Project Room’s Winning Streetlight Design Beckons a Brighter Future for Los Angeles
In November 2019, Los Angeles’s chief design officer Christopher Hawthorne teased a design contest to update a swath of the city’s some 223,000 streetlights. "For one winning design team," he told Dwell’s chief editor William Hanley, "it will be an opportunity to really make a mark across the entire city."
What Hawthorne didn’t anticipate from the L.A. Lights the Way contest was that out of 110 international entries, the winning team would, serendipitously, come from L.A. "It validated our decision to hold a competition, because this is not the kind of proposal or office that we would have found through the usual process," he said to Los Angeles Times last week.
Project Room, an L.A.–area collective comprised of artists, curators, architects, and designers, was announced the winner on Thursday by a panel of six experts in the fields of architecture, city planning, public works, and design. The panel’s rubric? According to Norma Isahakian, the recently retired executive director of the city’s Bureau of Street Lighting, they wanted something iconic, and something that would unify the city’s districts in anticipation of the 2028 Summer Olympics.
The proposal by Project Room—dubbed Superbloom—has a timeless feel: Classic in appearance, its modest elegance nods to the past while its functionality pushes forward. Each light is a bouquet of swooping, hunter-green poles that can be arranged and rearranged, and planted to suit each of the city’s diverse districts.
A cluster in Venice, say, could provide beach-goers with shade, and a seat to brush off sandy toes; in Downtown, a banner could be slung from an additional pole to promote an upcoming MOCA exhibit. Pieces are added, and subtracted, as needed.

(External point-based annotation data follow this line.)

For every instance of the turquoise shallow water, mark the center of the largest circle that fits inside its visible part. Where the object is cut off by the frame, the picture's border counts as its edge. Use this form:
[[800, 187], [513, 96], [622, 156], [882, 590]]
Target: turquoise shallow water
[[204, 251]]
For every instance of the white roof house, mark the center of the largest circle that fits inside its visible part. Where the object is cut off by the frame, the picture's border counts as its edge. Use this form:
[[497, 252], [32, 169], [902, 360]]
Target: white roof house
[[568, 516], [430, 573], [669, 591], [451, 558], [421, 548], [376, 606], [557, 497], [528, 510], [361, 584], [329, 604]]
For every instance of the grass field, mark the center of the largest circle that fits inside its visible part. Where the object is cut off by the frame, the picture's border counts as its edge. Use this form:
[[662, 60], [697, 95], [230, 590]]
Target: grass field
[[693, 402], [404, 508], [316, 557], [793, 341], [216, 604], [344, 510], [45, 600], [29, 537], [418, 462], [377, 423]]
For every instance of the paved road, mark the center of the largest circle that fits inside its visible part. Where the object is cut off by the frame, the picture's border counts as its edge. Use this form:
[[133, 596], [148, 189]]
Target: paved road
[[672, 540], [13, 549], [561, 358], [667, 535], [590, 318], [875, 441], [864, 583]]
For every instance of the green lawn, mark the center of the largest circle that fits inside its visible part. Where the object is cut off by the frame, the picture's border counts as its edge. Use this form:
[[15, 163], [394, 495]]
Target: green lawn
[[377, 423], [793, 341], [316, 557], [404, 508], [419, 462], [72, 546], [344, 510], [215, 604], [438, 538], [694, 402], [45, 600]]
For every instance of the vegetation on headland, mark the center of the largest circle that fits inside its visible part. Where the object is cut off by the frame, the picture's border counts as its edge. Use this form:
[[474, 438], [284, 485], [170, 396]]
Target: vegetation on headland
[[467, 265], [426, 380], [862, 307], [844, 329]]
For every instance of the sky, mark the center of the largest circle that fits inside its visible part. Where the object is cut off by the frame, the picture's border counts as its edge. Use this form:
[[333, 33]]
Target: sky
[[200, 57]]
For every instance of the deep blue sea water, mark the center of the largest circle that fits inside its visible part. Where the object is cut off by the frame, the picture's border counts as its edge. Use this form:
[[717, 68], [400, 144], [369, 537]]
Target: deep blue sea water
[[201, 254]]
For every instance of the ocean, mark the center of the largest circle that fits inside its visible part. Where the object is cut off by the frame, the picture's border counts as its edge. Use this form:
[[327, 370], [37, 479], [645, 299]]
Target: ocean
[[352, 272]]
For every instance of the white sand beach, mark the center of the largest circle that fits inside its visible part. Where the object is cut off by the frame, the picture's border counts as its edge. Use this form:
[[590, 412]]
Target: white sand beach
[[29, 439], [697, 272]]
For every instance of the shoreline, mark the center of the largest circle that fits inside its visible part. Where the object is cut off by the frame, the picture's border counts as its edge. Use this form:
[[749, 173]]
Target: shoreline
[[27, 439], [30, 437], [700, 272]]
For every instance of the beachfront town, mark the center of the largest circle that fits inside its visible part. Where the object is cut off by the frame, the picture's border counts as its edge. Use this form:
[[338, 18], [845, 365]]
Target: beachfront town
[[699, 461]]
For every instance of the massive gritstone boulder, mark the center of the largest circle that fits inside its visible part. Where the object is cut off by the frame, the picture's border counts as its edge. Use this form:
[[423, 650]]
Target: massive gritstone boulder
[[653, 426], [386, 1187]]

"As a system, rather than a singular pole, the bouquet can absorb future services," says Project Room. "The streetlight expresses its purposes as simply as possible, and yet remains open to change and to the future."
On-board tech, too, keeps it agile, poised for L.A.’s evolution as a smart city. Changing LED lighting at the top of the conical poles provides ambiance for sidewalks, or can announce an emergency. Sensors act as dimmers, air quality and traffic monitors relay real-time updates, and EV chargers add to the city’s network of stations.
"We are definitely trying to lay the groundwork for when the city starts to fold more technology into its infrastructure," says Project Room collaborator Sandy Yum, an L.A. native. At the design’s core is flexibility, resilience, and a readiness for what’s to come.
Hawthorne has put not a small amount of thought into Los Angeles’s civic landscape, and the ways to harness forces that can shape it. With collaboration by Mayor Eric Garcetti, and the Bureau of Street Lighting, the results of the contest are just one example of how a city can leverage good design for a better future.
"The design does more than brighten public spaces," says Garcetti. "It brings smarter design to our neighborhoods, helps us combat climate change, and promotes equity across our city."